Re pre-med calculus math requirements. Do docs use any advanced math in their jobs?

Just curious - What is the ultility of calculus for a medical doctor?

If nothing else, it’s a good weeding-out process.

Doctors don’t need calculus in their practice, but you would need a certain amount of calculus to learn how to be a doctor. For example, you would need calculus to analyze the amount of drug that would be present in a person’s bloodstream at a given time after administering the drug by considering the rate of absorption and the rate at which the drug is metabolized and excreted. In practice, a doctor would refer to published information instead of working the problem, but an understanding of calculus is necessary to know how the figures are initially determined. There would be other examples.

Pre-med calculus serves another important purpose in training doctors – it’s a way of identifying particularly intelligent people with good study habits, the kind of people who would do well in medical school. Along with organic chemistry and memorization-heavy biology courses, calculus is what I called a “So you want to be a doctor?” course. It may not provide future doctors with an essential skill they will need in their practice (although it does, as I said, form a basis for skills they will need), but it does encourage habits that are necessary to do well in medical school. Having courses like this is cruel to undergraduates, but it helps to ensure that students admitted to medical school (who are very expensive for the university to train) are likely to succeed. The same technique is used in introductory courses for other programs such as chemistry, engineering and computer science where the cost per student to the university is relatively high, in order to ensure that candidates are successful. If you’ve just started in such a program, bear in mind that it will actually become easier as time goes on. Once you pass the initial test, the material will become less difficult and you will be better able to handle it. (Also, contrary to what you might have been told, medical and graduate schools tend to consider lower-year marks less than upper-year marks, if at all. You should confirm this with schools you’re interested in, though, and don’t use it as an excuse not to try hard.)

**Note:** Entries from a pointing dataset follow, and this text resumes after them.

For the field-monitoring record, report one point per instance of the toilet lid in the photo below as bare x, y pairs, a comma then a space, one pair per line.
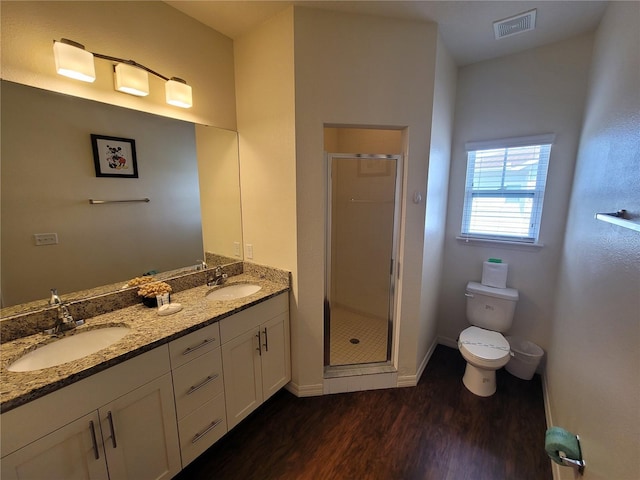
484, 343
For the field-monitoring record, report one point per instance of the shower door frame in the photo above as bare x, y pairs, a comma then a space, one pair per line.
395, 253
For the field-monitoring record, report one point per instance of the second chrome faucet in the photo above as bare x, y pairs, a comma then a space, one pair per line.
218, 278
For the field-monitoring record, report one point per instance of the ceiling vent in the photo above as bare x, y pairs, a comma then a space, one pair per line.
522, 22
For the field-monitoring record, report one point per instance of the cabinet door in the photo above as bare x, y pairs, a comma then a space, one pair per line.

ultrafilter: Exactly. =) These courses are not so much meant to test your intellectual ability to do calculus as they are meant to test your diligence and study habits. Anyone who does all the required material and asks for help when needed will do well. ‘Well’ means ‘above the average, which will almost always be a C+’. My college’s introductory course was designed like this, and it was also designed to identify people who might have unusual promise in math by making it extremely difficult to get an A+.

I used some calculus in pharmacology, and knowing what calculus is and what it does is useful in dealing with some medical statistics.

And just understanding how rates of changes over time actually work is useful in comprehending certain physiologic processes and disease states.

My radiologist friends told me they used calculus and physics a fair amount in their residencies, but do so far less often once in actual clinical practice.

Epidemiologists seem to use it more.

So, I’d say while not necessary, an understanding of calculus is helpful for a deeper understanding of medicine than is possible without it. Besides, one enters medical school with many, many options available. Some of which do need calculus. Why cut oneself off from a lot of future choices by not mastering the basics?

But how is a calculus course a better “weeding out” method than having some challenging medicine-related course? It seems that this ignores the notion of multiple intelligences . . . can’t someone be a great doctor while being terrible at math?

Somehow, I’m not comforted by the idea of a doctor writing prescriptions or interpreting test results who is terrible at math.

Qadgop said:

Similar sentiment here, although not so specific to medicine. While I made it through my (three?) semesters of Calculus (forever, to our eternal amusement, listed in the UT course guide as Calculus and Anal Geometry), Linear Algebra and finally bailed out of Finite Derivatives (not a required course for me), and I haven’t actually made a pencil-borne assault on a calculus problem in twenty years (although I do a lot of back-of-the-envelope geometry), it’s been quite useful to know what to expect from letting the software do it for me.

Having an understanding of rates of change, and relative rates of change has allowed me to put to good use the same software that I see misused by other folks.

Besides it being a good weeder-out as described above, I think my exposure was worth it although I’ve admittedly grown quite rusty in performing the calculations myself.

Organic Chemistry was a similar regimen, both in that it served as a good weeder-out (I liked the first semester so much that I took it again :wink: ) and just having had to understand the basic mechanisms for a year or so has been beneficial, although I’d by now sure hate to take a crack at the naming conventions.